Özellikle sosyal medya üzerinden yalan, eksik ve kalitesiz yayınların çok
yapıldığı, haberlerin çok dolaştığı kesimden kendimiz uzak tutmaya çalışıyoruz.
Başarabildiğimiz ölçüde de etkili olacağımızı düşünüyoruz. Yurttaş haberciliği
deyip ondan sonra her cep telefonuyla çekilen videoyu paylaşmak, bir yerden
sonra çok anlamlı değil. Periscope yayınlarında da özellikle çok dikkatliyiz.
Çok cazip birkaç videoyu sırf barındırdıkları bir takım problemler nedeniyle
kullanmadık mesela. Yani bulduğumuz her şeyi kullanıyor değiliz.
- Son dönemde tartışılan kavramlardan
bir tanesi de dijital aktivizm, örgütlenme biçimleri... Bu kavramlar açısından
Türkiye’deki durum için ne yorumu yaparsınız?

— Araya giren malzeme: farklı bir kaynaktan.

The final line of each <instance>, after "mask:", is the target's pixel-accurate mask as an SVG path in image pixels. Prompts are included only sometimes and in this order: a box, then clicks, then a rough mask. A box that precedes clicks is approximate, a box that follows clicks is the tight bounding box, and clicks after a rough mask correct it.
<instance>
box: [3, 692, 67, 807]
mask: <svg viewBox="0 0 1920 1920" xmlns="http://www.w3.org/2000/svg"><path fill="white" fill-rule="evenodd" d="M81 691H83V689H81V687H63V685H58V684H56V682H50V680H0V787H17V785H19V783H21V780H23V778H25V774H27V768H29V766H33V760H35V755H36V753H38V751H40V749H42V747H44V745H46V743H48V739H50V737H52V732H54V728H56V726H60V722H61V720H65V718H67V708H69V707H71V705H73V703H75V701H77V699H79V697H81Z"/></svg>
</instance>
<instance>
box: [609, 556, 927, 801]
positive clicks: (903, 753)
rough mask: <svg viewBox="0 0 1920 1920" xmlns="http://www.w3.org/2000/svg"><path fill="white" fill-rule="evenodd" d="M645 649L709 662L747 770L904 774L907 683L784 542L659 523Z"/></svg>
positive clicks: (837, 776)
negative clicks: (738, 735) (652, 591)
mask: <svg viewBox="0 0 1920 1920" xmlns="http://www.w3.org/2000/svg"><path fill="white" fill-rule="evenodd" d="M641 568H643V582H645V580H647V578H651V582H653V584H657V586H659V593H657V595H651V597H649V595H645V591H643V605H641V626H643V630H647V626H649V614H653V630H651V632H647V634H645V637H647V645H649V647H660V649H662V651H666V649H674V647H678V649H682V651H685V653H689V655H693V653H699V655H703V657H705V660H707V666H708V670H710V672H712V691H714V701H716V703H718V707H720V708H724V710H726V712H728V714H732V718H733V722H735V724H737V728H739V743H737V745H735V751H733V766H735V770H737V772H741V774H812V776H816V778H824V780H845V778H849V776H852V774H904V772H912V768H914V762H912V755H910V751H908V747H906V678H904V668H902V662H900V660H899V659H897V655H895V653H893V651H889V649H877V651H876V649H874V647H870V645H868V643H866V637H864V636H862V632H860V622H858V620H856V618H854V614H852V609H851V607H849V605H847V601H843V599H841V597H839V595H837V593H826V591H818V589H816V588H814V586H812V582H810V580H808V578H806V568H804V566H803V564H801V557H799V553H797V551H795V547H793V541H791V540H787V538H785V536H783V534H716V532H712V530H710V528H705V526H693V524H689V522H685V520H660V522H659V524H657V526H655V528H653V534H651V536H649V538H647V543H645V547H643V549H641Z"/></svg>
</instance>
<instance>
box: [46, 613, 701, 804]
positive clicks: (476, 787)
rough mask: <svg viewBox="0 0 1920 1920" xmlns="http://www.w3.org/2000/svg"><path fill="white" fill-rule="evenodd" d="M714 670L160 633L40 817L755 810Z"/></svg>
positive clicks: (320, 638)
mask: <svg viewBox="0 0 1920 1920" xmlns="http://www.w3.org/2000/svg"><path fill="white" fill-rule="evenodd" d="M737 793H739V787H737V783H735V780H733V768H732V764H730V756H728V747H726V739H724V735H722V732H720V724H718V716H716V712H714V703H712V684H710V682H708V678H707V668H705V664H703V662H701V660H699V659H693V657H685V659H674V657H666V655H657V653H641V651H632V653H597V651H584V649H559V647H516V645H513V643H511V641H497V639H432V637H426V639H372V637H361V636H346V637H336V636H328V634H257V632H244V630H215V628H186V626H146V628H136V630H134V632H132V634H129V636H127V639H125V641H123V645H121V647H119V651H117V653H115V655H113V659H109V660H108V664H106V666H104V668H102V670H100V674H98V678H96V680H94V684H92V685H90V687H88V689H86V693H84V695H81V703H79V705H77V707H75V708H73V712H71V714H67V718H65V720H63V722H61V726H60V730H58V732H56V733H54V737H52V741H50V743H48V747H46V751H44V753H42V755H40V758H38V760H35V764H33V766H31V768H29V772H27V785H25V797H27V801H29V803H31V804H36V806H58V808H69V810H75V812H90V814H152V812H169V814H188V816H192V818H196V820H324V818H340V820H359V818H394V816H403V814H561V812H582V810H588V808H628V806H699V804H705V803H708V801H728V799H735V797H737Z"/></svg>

Türkiye sizce bu noktada hala
yolun başında mı?
Son
dönemde çok karıştırılan bir kavram. Yani bazı meslektaşlarımız aktivizmlerini
daha fazla öne çıkartıyorlar. Bunları birbirine karıştırmamak lazım. Biz
karıştırmıyoruz. Bizim aktivist olma gibi bir derdimiz yok, biz gazetecilik
yapma derdindeyiz. Ama aktivist olanların yaptığı işlerde haber değeri varsa
onları haberleştiriyoruz. Sivil toplum kuruluşlarının faaliyetlerine özel bir
ilgimiz var. Bunları özellikle faaliyetlerinde video üretmeye teşvik ediyoruz.
Onların içerisinde kullanabileceklerimiz kullanmaya çalışıyoruz.
- Türkiye’de medya baskısı son yıllarda
arttığı konuşuluyor. Siz genel olarak medyanın son halini nasıl
yorumluyorsunuz?
Bu
konuları çok konuşmak istemiyorum. Medya eleştirisi yapanlar yapsın. Biz
konuşmak yerine iş üretmeyi tercih ediyoruz. Bizim bu yapmaya çalıştığımız,
şeyler aynı zamanda medyanın bugünkü durumundan memnun olmamanın sonucudur.